Purpose: To establish a gold-standard methodology for accurately extracting progression-free survival (PFS) following Diffuse Large B-Cell Lymphoma (DLBCL) treatment using real-world electronic healthcare record (EHR) data.
Background: Randomized controlled trials using response evaluation criteria have long served as the gold standard for assessing response to therapy and PFS. However, characteristics of participants in clinical trials do not reflect the overall patient population, and formal response evaluation criteria are not used in realworld contexts. Furthermore, real-world data are often unstructured, preventing accurate comparison of PFS using structured clinical trial data versus real-world data, and existing approaches define PFS inconsistently. Despite the importance of assessing PFS in patients outside of controlled clinical trials, no goldstandard method for collecting and validating PFS from real-world evidence has been established.

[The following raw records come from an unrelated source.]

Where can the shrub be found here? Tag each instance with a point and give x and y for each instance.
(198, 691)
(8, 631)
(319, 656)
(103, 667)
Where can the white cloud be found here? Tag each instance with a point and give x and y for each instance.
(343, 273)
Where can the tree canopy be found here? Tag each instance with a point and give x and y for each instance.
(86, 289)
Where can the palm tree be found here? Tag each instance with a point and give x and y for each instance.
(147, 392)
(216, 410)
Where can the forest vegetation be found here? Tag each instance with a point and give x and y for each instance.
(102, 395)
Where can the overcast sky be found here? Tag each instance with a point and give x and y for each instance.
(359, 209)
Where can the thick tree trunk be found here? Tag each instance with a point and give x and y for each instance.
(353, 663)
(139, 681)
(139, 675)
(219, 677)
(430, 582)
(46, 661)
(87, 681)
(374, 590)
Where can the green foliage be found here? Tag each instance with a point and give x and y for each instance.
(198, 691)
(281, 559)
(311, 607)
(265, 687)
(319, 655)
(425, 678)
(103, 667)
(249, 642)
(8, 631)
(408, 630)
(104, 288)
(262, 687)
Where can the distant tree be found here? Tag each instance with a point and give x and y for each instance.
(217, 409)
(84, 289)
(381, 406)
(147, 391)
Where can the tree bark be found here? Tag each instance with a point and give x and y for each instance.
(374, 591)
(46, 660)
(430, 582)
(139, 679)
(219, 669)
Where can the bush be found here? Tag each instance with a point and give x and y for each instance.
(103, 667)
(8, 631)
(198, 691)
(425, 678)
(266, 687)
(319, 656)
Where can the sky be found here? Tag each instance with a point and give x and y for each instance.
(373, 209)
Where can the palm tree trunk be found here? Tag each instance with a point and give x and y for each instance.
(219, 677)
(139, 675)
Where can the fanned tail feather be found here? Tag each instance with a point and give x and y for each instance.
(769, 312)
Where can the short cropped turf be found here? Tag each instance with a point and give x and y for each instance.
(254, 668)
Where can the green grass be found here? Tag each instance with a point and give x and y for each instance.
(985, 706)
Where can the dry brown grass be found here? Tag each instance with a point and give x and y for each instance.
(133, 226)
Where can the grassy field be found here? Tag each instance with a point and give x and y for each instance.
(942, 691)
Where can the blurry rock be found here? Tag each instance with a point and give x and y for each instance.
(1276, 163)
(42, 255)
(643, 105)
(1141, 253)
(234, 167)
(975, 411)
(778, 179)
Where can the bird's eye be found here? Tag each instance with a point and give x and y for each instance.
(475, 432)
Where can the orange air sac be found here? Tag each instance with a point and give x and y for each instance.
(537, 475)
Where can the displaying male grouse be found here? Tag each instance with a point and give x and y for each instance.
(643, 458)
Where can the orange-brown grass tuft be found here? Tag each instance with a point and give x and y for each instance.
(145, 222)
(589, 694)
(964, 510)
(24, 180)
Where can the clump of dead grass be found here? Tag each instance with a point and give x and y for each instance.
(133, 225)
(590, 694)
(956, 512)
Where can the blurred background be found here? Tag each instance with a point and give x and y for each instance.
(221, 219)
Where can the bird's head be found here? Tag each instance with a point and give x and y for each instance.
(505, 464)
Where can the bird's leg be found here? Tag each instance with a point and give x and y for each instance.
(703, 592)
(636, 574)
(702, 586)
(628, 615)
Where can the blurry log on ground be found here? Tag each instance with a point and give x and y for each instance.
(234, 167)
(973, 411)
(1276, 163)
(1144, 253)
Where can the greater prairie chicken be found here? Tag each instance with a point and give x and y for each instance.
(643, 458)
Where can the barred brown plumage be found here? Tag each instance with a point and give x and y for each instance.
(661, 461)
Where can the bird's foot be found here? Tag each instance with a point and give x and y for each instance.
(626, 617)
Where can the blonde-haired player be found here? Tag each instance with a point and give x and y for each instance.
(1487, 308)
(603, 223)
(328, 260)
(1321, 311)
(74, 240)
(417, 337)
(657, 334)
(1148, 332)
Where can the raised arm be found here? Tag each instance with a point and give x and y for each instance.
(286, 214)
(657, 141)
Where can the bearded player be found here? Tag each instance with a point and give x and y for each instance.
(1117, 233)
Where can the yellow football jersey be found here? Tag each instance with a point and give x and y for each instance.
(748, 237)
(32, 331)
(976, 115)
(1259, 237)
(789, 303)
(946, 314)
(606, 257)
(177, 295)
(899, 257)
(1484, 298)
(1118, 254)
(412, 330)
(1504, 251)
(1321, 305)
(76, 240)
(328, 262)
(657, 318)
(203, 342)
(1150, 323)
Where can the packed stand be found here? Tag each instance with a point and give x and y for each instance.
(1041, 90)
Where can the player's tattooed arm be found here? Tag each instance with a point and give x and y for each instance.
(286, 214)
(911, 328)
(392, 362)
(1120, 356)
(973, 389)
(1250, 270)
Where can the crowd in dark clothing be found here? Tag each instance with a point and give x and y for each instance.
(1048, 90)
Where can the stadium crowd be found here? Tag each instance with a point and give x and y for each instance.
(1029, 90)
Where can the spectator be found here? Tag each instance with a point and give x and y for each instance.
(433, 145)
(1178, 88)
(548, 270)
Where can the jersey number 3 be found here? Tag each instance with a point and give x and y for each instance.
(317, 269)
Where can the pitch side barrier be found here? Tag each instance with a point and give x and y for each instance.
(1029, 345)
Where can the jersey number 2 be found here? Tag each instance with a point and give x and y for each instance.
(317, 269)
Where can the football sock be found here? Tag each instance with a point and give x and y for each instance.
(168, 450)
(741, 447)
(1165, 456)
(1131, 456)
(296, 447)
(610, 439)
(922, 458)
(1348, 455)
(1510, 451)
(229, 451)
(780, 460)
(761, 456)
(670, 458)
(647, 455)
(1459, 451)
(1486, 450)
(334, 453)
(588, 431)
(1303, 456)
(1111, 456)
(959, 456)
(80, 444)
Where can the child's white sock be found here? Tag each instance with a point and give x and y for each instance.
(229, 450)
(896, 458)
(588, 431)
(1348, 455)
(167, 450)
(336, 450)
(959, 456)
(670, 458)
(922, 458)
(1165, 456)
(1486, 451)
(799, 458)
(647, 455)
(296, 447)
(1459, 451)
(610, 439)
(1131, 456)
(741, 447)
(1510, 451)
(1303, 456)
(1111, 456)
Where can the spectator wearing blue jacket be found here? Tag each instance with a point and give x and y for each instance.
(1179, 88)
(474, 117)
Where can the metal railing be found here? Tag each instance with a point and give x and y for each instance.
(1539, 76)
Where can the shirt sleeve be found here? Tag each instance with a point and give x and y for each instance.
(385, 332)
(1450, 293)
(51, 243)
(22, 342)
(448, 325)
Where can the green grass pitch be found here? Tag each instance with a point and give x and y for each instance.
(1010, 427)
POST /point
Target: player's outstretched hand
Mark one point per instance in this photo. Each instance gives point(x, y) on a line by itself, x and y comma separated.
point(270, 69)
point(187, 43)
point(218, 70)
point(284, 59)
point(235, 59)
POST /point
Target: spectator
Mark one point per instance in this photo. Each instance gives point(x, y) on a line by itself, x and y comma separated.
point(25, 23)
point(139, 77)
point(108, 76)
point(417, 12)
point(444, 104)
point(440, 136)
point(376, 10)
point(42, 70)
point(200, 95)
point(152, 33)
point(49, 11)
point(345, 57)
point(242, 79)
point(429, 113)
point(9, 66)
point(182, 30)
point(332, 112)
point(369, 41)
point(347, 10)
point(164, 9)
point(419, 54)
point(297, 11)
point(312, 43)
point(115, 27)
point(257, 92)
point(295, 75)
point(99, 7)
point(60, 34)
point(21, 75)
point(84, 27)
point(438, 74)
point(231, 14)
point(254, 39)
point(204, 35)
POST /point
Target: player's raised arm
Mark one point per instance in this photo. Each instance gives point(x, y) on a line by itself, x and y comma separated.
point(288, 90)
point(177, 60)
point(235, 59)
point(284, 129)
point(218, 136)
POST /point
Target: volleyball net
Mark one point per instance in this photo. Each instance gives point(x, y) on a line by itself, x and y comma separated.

Methods: Clinicians, programmers, and data scientists collaborated to develop an R Shiny10 application using Veterans Affairs Corporate Data Warehouse data from the EHR of 352 DLBCL patients. The application takes unstructured data such as clinical notes and facilitates the capture, annotation, and tagging of key words or phrases indicative of progression, thus allowing accurate determination of the date of first identification of progression by a treating clinician.
Data Analysis : In order to refine data-collection techniques and evaluate whether the application can enable calculation of real-world PFS, we conducted an adaptive and iterative process of reviewing EHR documents and capturing and annotating data until a consistent schema and methodology was established. In order to validate annotation schema and methodology, annotations of 50 patient records were performed by 2 annotators and assessed for concordance.
Results: We produced an R Shiny application that can capture, annotate, and transform unstructured EHR data into structured data—specifically, treatment lines, cycles, and response criteria with corresponding dates—ready for analysis of PFS. An annotation schema for capturing real-world data was also developed. Mapping of common phrases used by clinicians in real-world practice to response criteria resulted in a dictionary of these phrases.
Implications: These efforts show that it is possible to convert EHR context reliably into analyzable data such as PFS. Further attempts will be made to establish a gold-standard methodology.